Bravo adds a customer with number 789 and name ‘Dieter Desmedt’ to the table. This should work without a problem, see figure:
Alpha tries to add a row to the table ‘customer’ (‘Wim Claes’ with customer number 5). However, it gets the following error message:
```
ERROR: permission denied for table customer state: 42501
```
That error message makes sense, because Alpha is not the owner of the ‘customer’ table object. The fact that Alpha does own the schema is irrelevant, because this is only about the permissions on the table itself.
Bravo now gives INSERT privilege to Alpha:
```
GRANT INSERT ON TABLE u0012047_privileges.customer to local_u0012047;
```
You can visualize those permissions nicely in pgAdmin. Right click on the table ‘client’ and choose properties... The figure below tells me that local_0145920 is the owner of this table:

The security tab provides additional information:

Two difficult words here: ‘grantor’ is the one who gives the rights, ‘grantee’ is the recipient of the rights. This screenshot shows that user local_u0145920 has given INSERT rights to user local_u0012047. By the way, you can change permissions yourself in this tab and save this. However, at least for the exam, you should be able to do this using only SQL statements in pgAdmin.

Now Alpha can add a row to the table:

INSERT INTO u0012047_privileges.customer VALUES(5,'Wim Claes');

Alpha notices, however, that this is not the right client, so it must be removed:
```
DELETE FROM u0012047_privileges.customer
WHERE customer_number = 5;
```
Explain what happens when this query is executed.
Bravo also gives Alpha DELETE privilege. Alpha then tries to delete the client with number 5 again with the query above. The surprising result is that this fails because Alpha does not have enough permissions! How can that be? The owner of the table (Bravo) just gave DELETE permissions, didn't he?

The answer to these questions is in the postgres documentation. We quote briefly, “In practice, any nontrivial DELETE command will require SELECT privilege as well, since it must reference table columns to determine which rows to delete.”. Since the DELETE query above has to be able to select the row with customer number 5, Alpha must therefore also have SELECT permissions.
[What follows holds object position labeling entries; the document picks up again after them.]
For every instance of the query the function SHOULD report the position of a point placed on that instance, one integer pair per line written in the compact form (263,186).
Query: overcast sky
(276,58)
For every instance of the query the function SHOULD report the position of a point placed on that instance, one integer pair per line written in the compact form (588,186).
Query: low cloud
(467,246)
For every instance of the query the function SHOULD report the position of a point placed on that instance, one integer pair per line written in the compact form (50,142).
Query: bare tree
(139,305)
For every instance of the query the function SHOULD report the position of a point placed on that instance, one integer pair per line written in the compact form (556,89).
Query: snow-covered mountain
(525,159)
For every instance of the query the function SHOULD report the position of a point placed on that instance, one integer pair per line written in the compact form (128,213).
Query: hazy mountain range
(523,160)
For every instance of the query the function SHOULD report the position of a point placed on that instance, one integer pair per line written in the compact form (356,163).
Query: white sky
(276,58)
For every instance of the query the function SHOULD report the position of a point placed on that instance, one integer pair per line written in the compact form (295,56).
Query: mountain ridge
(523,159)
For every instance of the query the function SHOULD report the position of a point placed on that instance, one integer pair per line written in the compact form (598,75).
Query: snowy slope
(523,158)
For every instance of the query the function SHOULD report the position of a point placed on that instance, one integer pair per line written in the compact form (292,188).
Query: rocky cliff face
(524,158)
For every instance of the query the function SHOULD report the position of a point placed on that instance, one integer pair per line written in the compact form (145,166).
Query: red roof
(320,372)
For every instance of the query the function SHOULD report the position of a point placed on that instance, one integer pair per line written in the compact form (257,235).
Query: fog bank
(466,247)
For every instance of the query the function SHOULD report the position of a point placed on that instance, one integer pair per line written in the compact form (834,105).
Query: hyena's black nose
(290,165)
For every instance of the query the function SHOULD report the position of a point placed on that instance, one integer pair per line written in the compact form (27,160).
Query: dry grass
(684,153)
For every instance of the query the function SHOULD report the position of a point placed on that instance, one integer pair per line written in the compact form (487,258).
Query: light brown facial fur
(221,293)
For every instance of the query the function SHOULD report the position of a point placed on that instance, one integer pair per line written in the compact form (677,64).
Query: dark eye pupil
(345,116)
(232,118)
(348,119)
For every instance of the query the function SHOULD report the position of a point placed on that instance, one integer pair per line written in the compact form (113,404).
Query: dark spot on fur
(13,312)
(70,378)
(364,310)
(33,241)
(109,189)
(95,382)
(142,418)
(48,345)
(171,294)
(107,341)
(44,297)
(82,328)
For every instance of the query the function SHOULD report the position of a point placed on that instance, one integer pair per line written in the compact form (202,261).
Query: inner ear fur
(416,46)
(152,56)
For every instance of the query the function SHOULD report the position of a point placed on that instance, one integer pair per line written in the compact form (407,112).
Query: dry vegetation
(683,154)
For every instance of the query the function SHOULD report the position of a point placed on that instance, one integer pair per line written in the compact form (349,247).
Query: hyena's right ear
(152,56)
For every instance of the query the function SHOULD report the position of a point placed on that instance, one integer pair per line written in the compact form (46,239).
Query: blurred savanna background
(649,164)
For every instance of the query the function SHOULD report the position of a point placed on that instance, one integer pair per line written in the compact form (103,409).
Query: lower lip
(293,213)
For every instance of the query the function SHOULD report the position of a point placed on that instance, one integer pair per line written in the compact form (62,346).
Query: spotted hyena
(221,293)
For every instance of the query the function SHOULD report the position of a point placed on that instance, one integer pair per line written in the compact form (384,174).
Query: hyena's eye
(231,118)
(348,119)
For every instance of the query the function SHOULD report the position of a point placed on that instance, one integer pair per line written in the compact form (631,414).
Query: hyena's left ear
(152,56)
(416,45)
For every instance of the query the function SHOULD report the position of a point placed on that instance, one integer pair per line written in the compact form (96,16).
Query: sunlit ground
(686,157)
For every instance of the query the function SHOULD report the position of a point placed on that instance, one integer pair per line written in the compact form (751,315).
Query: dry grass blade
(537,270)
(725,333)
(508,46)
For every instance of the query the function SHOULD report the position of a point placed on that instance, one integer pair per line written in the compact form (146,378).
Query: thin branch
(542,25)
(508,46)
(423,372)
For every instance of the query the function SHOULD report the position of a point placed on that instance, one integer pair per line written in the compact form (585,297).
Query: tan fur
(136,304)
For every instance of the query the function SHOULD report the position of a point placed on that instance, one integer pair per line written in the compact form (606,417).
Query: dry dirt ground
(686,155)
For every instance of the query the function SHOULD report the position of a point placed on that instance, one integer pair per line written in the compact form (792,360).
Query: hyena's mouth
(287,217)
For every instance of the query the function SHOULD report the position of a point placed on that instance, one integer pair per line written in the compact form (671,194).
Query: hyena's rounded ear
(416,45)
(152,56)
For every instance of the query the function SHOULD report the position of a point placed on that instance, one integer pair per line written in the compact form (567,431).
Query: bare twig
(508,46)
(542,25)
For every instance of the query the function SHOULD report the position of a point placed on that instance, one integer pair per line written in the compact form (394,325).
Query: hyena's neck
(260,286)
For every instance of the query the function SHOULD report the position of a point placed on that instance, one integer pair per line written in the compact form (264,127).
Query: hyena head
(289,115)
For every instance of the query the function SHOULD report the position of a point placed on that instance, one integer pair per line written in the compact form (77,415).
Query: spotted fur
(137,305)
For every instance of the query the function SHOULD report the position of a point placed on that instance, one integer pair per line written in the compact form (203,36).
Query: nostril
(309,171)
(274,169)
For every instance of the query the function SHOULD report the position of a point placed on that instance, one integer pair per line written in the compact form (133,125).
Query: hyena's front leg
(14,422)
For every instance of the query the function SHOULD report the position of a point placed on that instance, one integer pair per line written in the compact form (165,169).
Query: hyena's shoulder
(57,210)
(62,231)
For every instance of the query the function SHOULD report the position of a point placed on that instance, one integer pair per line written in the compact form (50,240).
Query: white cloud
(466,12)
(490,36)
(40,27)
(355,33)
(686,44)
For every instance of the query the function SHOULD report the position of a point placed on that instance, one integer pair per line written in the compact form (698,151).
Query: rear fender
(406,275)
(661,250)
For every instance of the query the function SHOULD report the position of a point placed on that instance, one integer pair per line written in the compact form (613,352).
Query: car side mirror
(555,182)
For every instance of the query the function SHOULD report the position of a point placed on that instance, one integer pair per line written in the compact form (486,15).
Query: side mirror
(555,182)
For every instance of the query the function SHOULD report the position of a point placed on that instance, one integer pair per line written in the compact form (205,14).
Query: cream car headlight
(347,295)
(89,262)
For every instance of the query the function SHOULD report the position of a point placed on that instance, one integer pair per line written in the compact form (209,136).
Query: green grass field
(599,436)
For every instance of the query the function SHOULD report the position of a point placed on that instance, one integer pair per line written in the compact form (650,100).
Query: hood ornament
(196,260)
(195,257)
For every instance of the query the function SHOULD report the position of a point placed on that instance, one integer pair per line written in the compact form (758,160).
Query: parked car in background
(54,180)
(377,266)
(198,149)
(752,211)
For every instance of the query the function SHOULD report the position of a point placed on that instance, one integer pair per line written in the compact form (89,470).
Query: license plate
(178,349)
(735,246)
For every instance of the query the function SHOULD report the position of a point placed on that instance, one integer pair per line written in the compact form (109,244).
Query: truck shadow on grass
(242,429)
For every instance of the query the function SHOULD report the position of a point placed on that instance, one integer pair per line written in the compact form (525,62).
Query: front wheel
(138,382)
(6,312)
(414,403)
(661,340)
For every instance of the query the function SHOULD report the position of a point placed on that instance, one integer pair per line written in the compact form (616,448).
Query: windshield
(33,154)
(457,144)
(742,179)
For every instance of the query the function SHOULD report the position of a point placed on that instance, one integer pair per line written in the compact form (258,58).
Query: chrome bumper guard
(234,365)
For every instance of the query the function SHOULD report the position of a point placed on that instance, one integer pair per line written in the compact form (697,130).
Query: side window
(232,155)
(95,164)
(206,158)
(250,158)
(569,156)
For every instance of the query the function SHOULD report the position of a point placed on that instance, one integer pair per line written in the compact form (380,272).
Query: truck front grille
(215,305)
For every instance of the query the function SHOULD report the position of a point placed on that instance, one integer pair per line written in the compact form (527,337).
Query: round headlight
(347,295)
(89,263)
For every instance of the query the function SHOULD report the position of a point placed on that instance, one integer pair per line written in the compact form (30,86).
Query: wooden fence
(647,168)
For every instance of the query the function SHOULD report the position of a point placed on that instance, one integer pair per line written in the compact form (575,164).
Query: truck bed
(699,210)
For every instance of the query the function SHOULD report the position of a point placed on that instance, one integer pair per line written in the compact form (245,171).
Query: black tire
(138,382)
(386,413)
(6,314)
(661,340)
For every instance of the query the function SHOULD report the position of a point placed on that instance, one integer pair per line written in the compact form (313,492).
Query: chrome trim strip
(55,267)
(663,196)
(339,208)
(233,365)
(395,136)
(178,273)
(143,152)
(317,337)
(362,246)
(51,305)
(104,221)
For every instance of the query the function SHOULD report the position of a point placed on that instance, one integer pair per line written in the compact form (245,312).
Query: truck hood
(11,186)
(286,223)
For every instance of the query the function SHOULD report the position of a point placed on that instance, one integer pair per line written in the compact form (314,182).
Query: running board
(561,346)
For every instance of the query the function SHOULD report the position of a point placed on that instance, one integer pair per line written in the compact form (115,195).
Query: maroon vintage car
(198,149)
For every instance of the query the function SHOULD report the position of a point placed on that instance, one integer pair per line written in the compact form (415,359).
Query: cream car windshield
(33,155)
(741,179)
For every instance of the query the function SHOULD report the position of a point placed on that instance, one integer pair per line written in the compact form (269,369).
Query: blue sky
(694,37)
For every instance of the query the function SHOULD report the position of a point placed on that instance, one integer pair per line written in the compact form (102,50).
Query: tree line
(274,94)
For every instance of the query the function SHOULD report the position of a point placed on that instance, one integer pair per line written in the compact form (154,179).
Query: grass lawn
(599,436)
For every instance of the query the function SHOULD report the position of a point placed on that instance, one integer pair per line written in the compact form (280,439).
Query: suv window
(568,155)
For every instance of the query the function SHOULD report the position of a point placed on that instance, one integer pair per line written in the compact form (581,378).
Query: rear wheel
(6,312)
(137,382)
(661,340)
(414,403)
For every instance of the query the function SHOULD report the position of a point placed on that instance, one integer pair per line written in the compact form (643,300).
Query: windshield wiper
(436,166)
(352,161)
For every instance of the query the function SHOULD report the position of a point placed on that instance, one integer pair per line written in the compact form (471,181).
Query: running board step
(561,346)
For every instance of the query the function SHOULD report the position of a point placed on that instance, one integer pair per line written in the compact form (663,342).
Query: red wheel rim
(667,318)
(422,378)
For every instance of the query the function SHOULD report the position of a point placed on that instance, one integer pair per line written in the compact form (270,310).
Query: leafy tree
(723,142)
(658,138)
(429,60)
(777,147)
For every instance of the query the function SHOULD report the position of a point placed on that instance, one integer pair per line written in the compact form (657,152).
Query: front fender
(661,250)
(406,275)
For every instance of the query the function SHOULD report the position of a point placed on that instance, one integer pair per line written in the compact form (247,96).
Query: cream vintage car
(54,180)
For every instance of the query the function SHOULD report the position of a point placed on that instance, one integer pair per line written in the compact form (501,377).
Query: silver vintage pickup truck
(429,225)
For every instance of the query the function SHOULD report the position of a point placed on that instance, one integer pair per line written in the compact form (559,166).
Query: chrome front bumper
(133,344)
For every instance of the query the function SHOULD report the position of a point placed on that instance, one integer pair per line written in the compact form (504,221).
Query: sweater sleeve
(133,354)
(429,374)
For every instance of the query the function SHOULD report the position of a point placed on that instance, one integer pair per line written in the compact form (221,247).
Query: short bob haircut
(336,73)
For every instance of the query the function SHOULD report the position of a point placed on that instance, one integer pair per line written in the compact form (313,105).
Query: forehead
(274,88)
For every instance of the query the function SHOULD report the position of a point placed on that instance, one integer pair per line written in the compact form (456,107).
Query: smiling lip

Bravo, also give your student the SELECT permissions on your table, so that Alpha can eventually remove the wrong row anyway? Great!

Overview rights

You can find the full list of privileges at the page already mentioned. For us the most interesting ones are (the system is much more extensive than this small overview):

ALL: all rights (except DROP).
SELECT: select column(s) in a table. Almost also always needed for UPDATE and DELETE privileges.
UPDATE: right to update columns in a table.
DELETE: delete rows in a table.
CREATE: right to create a new schema in a database, or create a new table in an existing schema.
USAGE: right to access in a schema.

For a group work, in practice you will give to the group members all the permissions. One person creates the schema and gives everyone rights:

GRANT ALL ON SCHEMA ... TO local_r1, local_r2, local_r3

Each student who creates a new table in this scheme then gives the others all rights to those tables. You can also give privileges on all tables in a schema:

GRANT ALL ON ALL TABLES IN SCHEMA ... TO ...

This is what the lecturers do for the exam schema:

GRANT USAGE ON SCHEMA examschema TO student;
GRANT SELECT ON ALL TABLES IN SCHEMA examschema TO student;

In other words, on the exam, you get access to all the tables of the schema and can only perform SELECT queries.

REVOKE

Everything you can grant in terms of privileges you can also remove with REVOKE. You simply replace in the above examples the word GRANT with REVOKE.